Voilà le genre de projet ambitieux qui me plaît beaucoup, mélangeant avec audace et adresse les genres, les époques et les références, pour un résultat qui mêle le tout en une superbe réinvention.

Lehman, de Caneva & Martinos - Métropolis t.1Le premier volume de Métropolis, série de bande dessinée annoncée en quatre tomes paraissant au rythme d’un par semestre, pose rapidement les bases d’un thriller uchronique : nous sommes en 1935, la Première Guerre mondiale n’a pas eu lieu ; au contraire, l’Europe vit en paix depuis soixante-dix ans. La France et l’Allemagne, ex-ennemis héréditaires, partagent le même territoire, l’Interland, dont Métropolis est la capitale, gigantesque ville sans cesse en mutation, faite de gratte-ciels, de bâtiments et de monuments vertigineux.
Au cœur de la foule insouciante, l’inspecteur Gabriel Faune est l’un des rares à suspecter que les choses ne sont pas aussi idylliques. Alors, quand un attentat aveugle frappe soudain la cité, il n’est guère surpris de découvrir la trace d’une violence souterraine et terrifiante, qui pourrait bien ébranler toutes les bases de la civilisation…

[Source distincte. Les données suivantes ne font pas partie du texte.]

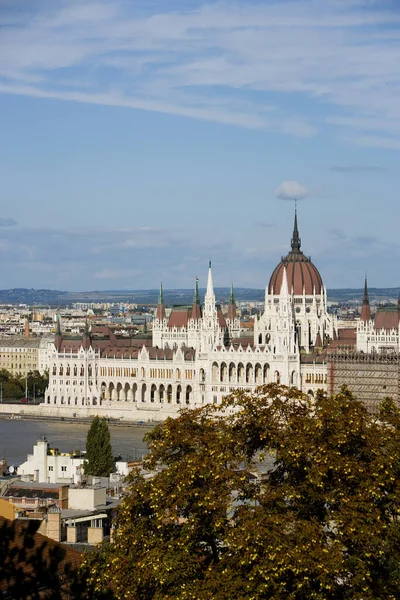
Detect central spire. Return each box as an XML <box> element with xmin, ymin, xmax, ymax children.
<box><xmin>291</xmin><ymin>202</ymin><xmax>301</xmax><ymax>253</ymax></box>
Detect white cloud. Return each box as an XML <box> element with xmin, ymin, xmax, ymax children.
<box><xmin>0</xmin><ymin>0</ymin><xmax>399</xmax><ymax>145</ymax></box>
<box><xmin>275</xmin><ymin>181</ymin><xmax>311</xmax><ymax>200</ymax></box>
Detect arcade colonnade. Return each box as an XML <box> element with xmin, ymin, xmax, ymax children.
<box><xmin>46</xmin><ymin>351</ymin><xmax>298</xmax><ymax>408</ymax></box>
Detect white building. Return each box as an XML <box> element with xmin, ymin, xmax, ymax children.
<box><xmin>42</xmin><ymin>213</ymin><xmax>340</xmax><ymax>417</ymax></box>
<box><xmin>18</xmin><ymin>439</ymin><xmax>85</xmax><ymax>485</ymax></box>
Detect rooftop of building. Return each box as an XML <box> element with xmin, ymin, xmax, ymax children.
<box><xmin>0</xmin><ymin>338</ymin><xmax>42</xmax><ymax>348</ymax></box>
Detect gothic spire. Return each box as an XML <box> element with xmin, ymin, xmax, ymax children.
<box><xmin>363</xmin><ymin>275</ymin><xmax>369</xmax><ymax>305</ymax></box>
<box><xmin>227</xmin><ymin>282</ymin><xmax>237</xmax><ymax>322</ymax></box>
<box><xmin>84</xmin><ymin>319</ymin><xmax>90</xmax><ymax>337</ymax></box>
<box><xmin>229</xmin><ymin>282</ymin><xmax>235</xmax><ymax>305</ymax></box>
<box><xmin>156</xmin><ymin>281</ymin><xmax>166</xmax><ymax>321</ymax></box>
<box><xmin>192</xmin><ymin>277</ymin><xmax>202</xmax><ymax>320</ymax></box>
<box><xmin>193</xmin><ymin>277</ymin><xmax>200</xmax><ymax>305</ymax></box>
<box><xmin>82</xmin><ymin>318</ymin><xmax>91</xmax><ymax>350</ymax></box>
<box><xmin>206</xmin><ymin>260</ymin><xmax>214</xmax><ymax>299</ymax></box>
<box><xmin>158</xmin><ymin>281</ymin><xmax>164</xmax><ymax>305</ymax></box>
<box><xmin>360</xmin><ymin>274</ymin><xmax>371</xmax><ymax>322</ymax></box>
<box><xmin>204</xmin><ymin>260</ymin><xmax>216</xmax><ymax>318</ymax></box>
<box><xmin>55</xmin><ymin>314</ymin><xmax>61</xmax><ymax>336</ymax></box>
<box><xmin>291</xmin><ymin>202</ymin><xmax>301</xmax><ymax>253</ymax></box>
<box><xmin>54</xmin><ymin>314</ymin><xmax>62</xmax><ymax>352</ymax></box>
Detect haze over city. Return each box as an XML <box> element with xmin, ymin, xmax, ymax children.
<box><xmin>0</xmin><ymin>0</ymin><xmax>399</xmax><ymax>290</ymax></box>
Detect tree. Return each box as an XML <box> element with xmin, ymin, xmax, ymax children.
<box><xmin>82</xmin><ymin>385</ymin><xmax>400</xmax><ymax>599</ymax></box>
<box><xmin>83</xmin><ymin>417</ymin><xmax>114</xmax><ymax>477</ymax></box>
<box><xmin>26</xmin><ymin>369</ymin><xmax>49</xmax><ymax>399</ymax></box>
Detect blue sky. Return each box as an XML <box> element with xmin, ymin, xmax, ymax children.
<box><xmin>0</xmin><ymin>0</ymin><xmax>399</xmax><ymax>291</ymax></box>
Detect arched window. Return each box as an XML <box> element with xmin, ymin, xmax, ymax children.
<box><xmin>186</xmin><ymin>385</ymin><xmax>192</xmax><ymax>404</ymax></box>
<box><xmin>151</xmin><ymin>384</ymin><xmax>156</xmax><ymax>402</ymax></box>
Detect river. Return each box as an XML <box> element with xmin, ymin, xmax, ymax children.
<box><xmin>0</xmin><ymin>419</ymin><xmax>152</xmax><ymax>467</ymax></box>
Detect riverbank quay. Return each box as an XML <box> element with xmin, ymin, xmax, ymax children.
<box><xmin>0</xmin><ymin>402</ymin><xmax>164</xmax><ymax>425</ymax></box>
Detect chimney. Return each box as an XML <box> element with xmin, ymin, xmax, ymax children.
<box><xmin>25</xmin><ymin>319</ymin><xmax>30</xmax><ymax>339</ymax></box>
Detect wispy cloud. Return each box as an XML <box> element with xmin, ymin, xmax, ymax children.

L’histoire en elle-même est séduisante, elle le devient d’autant plus lorsqu’on y voit apparaître nombre de personnages réels, tels Freud, Aristide Briand, Winston Churchill, Louise Brooks, ou fictionnels, dont Hans Beckert et le commissaire Lohmann lancé à ses trousses. Les références culturelles, notamment cinématographiques (M le Maudit donc, et bien sûr Métropolis de Fritz Lang), loin d’être des gadgets, nourrissent autant la trame que le cadre de l’histoire, donnant à la cité imaginée par Serge Lehman, dessinée par Stéphane de Caneva et colorisée par Dimitris Martinos, une apparence à la fois historique et moderne, entre l’intemporel et le futuriste, labyrinthe qui crève le ciel et trempe profondément ses racines dans un mal encore indéfini mais très inquiétant.

Seule petite réserve personnelle, si les teintes un peu froides ou pastel des couleurs m’ont beaucoup plu, j’ai trouvé l’expressivité des personnages parfois un peu limitées, notamment sur certains gros plans. Rien de choquant néanmoins, cela relève plutôt du détail et c’est une remarque totalement subjective, pas technique.
Pour le reste, le récit est porté par un dynamisme discret mais intelligent, qui transparaît dans les nombreuses variations sur la taille et la disposition des cases, allant de suites « classiques » (six cases carrées par page) à des doubles pages envahies par une seule image en passant par des diagonales ou le passage en grisé pour des cases de souvenirs aux bords estompés. Du mouvement sans tomber dans la frénésie : le récit prend son temps pour avancer et laisse toute leur place aux détails.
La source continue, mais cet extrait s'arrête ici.